Despite a commendable effort from a number of corners, the Raptors (7-9) fell 119-103 to the Jazz (10-5) on Thursday, stretching their losing streak to three games as they lost for the sixth time in seven starts.

That Utah shot 55 per cent from the floor likely won’t do much to improve the Raptors’ defensive metrics, which have been the worst in the NBA over that seven-game stretch.

Toronto led early in the second half after an impressive first half — offensively at least — but Utah put on the jets after that. The Jazz turned a 12-point lead to start the fourth quarter into a 19-point edge midway through the period and the Raptors couldn’t push back.

The Raptors’ lack of lineup continuity is and was a factor.

“It seems like we’ve had a minimum of three or four guys out for every game this year,” said Raptors head coach Nick Nurse, over-stating it not by much. “…It’s a little frustrating. What do you do? I’m just more anxious to see us be able to build on some stuff. It seems like we had to take some steps back and reconfigure and then we take some forward.”

But the opponent has to be recognized, too.
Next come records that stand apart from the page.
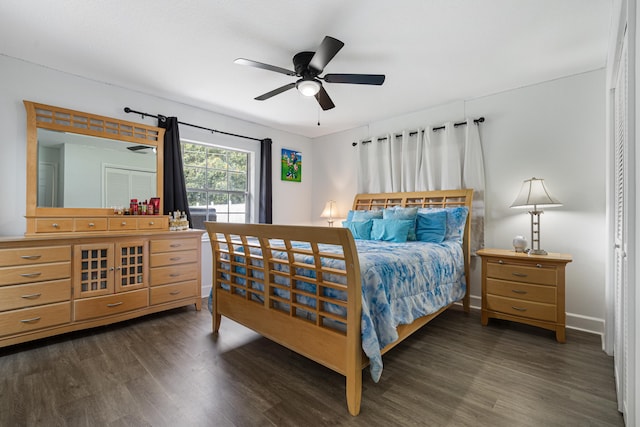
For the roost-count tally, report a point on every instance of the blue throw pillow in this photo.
(365, 215)
(391, 230)
(456, 220)
(431, 226)
(401, 213)
(359, 229)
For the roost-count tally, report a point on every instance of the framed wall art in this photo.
(291, 165)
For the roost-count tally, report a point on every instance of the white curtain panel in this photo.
(447, 159)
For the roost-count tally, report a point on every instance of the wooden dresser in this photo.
(51, 285)
(524, 288)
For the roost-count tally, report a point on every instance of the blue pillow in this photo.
(365, 215)
(391, 230)
(431, 226)
(401, 213)
(359, 229)
(456, 220)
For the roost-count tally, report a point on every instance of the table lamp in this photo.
(534, 195)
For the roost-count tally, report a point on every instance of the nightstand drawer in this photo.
(522, 291)
(520, 308)
(537, 273)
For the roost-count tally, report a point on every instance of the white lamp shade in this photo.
(329, 210)
(308, 87)
(533, 194)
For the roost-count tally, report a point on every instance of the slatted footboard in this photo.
(273, 279)
(279, 281)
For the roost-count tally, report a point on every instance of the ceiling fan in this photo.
(308, 66)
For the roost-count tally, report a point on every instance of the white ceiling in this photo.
(432, 51)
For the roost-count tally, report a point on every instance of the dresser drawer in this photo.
(521, 308)
(21, 296)
(173, 274)
(153, 223)
(543, 275)
(123, 223)
(168, 293)
(54, 225)
(522, 291)
(90, 308)
(37, 255)
(173, 245)
(34, 273)
(91, 224)
(173, 258)
(29, 319)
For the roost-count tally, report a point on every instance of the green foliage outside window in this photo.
(217, 183)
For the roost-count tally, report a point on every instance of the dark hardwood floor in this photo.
(168, 369)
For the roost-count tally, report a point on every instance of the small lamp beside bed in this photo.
(330, 212)
(534, 195)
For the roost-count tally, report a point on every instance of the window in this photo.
(217, 181)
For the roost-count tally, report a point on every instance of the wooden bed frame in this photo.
(303, 328)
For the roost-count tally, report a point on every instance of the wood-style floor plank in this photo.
(168, 369)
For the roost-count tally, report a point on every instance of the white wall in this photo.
(553, 130)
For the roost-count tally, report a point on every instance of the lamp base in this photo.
(537, 252)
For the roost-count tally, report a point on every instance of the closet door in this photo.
(623, 212)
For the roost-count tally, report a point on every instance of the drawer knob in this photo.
(31, 296)
(30, 274)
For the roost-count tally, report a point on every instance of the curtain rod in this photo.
(163, 118)
(476, 121)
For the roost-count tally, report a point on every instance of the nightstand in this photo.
(524, 288)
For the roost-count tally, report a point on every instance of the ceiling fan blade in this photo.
(323, 99)
(325, 53)
(249, 62)
(361, 79)
(275, 92)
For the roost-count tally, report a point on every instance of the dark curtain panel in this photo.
(175, 190)
(264, 197)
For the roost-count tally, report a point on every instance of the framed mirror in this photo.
(81, 164)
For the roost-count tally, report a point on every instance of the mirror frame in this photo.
(71, 121)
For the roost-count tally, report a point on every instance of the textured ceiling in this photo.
(432, 51)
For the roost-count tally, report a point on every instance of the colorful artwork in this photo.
(291, 165)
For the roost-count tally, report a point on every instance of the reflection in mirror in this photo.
(81, 171)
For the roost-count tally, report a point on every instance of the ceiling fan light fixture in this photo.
(308, 87)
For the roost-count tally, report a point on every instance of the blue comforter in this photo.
(400, 283)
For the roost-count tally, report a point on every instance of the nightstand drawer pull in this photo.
(30, 274)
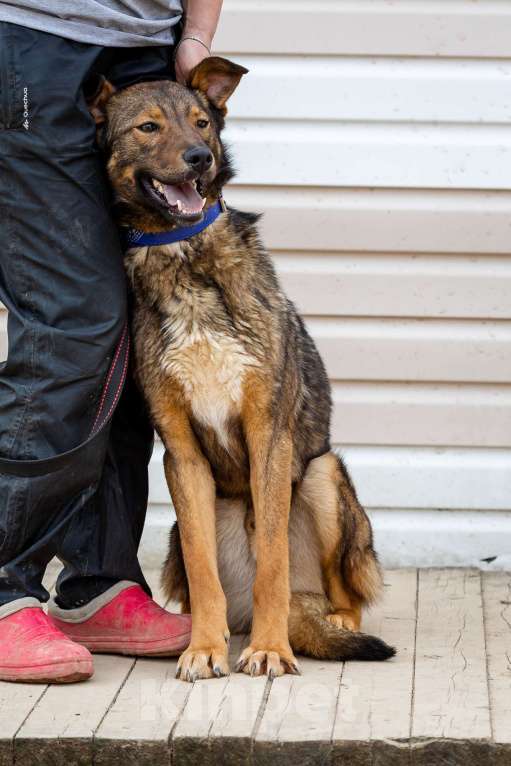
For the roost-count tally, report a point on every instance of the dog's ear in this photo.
(217, 78)
(97, 95)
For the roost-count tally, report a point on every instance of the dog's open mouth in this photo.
(183, 199)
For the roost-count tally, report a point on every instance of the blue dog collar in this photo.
(137, 238)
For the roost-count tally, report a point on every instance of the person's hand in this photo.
(189, 54)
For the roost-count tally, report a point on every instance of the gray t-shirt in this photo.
(123, 23)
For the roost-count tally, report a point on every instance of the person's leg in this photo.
(94, 560)
(62, 280)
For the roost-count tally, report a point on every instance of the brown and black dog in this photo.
(270, 535)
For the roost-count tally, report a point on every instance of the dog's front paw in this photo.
(203, 662)
(271, 662)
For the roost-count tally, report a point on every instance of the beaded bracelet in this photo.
(191, 37)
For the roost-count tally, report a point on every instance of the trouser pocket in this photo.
(14, 106)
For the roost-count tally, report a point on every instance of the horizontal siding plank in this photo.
(408, 285)
(373, 89)
(420, 221)
(455, 28)
(366, 711)
(409, 477)
(402, 156)
(420, 350)
(450, 664)
(421, 414)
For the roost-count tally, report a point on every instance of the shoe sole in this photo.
(63, 673)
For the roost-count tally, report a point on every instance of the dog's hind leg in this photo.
(350, 571)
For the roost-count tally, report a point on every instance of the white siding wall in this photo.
(375, 137)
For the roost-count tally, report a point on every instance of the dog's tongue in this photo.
(184, 196)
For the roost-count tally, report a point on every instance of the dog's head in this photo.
(166, 161)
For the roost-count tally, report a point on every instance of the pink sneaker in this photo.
(32, 650)
(124, 620)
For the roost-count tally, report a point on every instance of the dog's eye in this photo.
(148, 127)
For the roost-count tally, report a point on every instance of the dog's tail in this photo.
(310, 633)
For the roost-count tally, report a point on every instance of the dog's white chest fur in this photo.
(210, 366)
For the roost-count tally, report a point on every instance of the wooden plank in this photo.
(373, 89)
(421, 221)
(373, 718)
(422, 414)
(455, 28)
(497, 618)
(297, 721)
(137, 727)
(397, 285)
(308, 153)
(410, 477)
(219, 718)
(451, 712)
(414, 350)
(18, 700)
(60, 728)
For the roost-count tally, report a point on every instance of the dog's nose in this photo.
(199, 158)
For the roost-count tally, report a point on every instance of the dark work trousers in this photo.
(75, 440)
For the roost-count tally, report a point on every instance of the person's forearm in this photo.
(201, 19)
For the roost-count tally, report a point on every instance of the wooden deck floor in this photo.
(445, 699)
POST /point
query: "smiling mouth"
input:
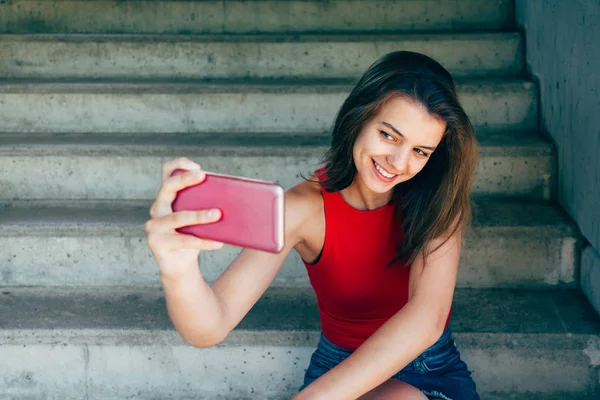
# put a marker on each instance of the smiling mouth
(382, 171)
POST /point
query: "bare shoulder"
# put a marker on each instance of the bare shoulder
(304, 211)
(304, 199)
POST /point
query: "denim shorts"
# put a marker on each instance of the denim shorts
(438, 372)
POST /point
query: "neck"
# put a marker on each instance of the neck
(361, 198)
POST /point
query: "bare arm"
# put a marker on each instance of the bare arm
(404, 336)
(205, 315)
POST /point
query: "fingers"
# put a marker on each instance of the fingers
(172, 221)
(180, 163)
(172, 184)
(176, 241)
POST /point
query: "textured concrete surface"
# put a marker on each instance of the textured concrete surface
(128, 167)
(590, 276)
(564, 57)
(231, 57)
(103, 243)
(566, 67)
(119, 342)
(198, 107)
(126, 16)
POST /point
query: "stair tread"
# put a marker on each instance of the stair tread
(173, 86)
(270, 144)
(560, 313)
(259, 38)
(126, 217)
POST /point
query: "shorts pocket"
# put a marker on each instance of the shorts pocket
(440, 358)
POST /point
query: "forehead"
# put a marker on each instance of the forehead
(412, 120)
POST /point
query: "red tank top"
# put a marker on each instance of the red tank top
(355, 291)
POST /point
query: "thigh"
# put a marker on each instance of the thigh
(394, 390)
(440, 373)
(325, 357)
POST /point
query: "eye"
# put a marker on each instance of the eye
(386, 135)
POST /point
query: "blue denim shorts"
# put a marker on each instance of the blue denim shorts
(439, 372)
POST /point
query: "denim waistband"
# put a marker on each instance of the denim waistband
(335, 350)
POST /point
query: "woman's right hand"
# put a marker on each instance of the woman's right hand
(176, 252)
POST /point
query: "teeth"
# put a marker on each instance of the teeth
(382, 171)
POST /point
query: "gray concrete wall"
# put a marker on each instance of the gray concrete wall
(563, 54)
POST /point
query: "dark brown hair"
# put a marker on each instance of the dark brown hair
(435, 202)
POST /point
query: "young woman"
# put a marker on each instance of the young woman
(379, 228)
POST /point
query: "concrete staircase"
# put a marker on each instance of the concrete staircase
(96, 95)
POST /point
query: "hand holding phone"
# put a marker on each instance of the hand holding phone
(252, 211)
(177, 254)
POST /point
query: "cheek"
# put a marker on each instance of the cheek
(416, 165)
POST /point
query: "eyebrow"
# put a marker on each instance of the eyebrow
(401, 135)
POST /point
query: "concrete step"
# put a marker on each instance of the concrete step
(244, 57)
(103, 243)
(98, 343)
(247, 16)
(258, 106)
(111, 166)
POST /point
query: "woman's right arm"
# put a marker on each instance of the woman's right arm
(204, 314)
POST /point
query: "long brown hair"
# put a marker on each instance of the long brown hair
(435, 202)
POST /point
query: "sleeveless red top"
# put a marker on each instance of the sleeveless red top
(356, 293)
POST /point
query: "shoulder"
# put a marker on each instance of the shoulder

The Jazz shot a comfortable 19-of-46 from three, with seven different players making at least one, led by former Raptor Rudy Gay, who came off the bench and knocked down 5-of-6. They had 34 assists on 46 made field goals, with six different players with at least two helpers, led by Joe Ingles, who came off the bench and sliced Toronto up for eight in 24 minutes. And when it was time for a kill shot, the Jazz simply looked to the rim where Rudy Gobert and Hassan Whiteside were a combined 11-of-12 from the floor, almost all on dunks.

The Raptors got some inspired performances. Gary Trent Jr. was never contained as he put up a season-high 31 points on 12-of-18 shooting and Fred VanVleet grinded his way to 24 points. Khem Birch had a season-high 14 points — all in the first half — while Malachi Flynn was decent in his season-high 22 minutes.

Absent was Pascal Siakam, who never seemed right as he struggled to find his way in the paint with Gobert looming and couldn’t get on track on the perimeter either. He finished 2-of-14 from the floor, didn’t grab a rebound until his 29th minute and had his five assists off-set by four turnovers.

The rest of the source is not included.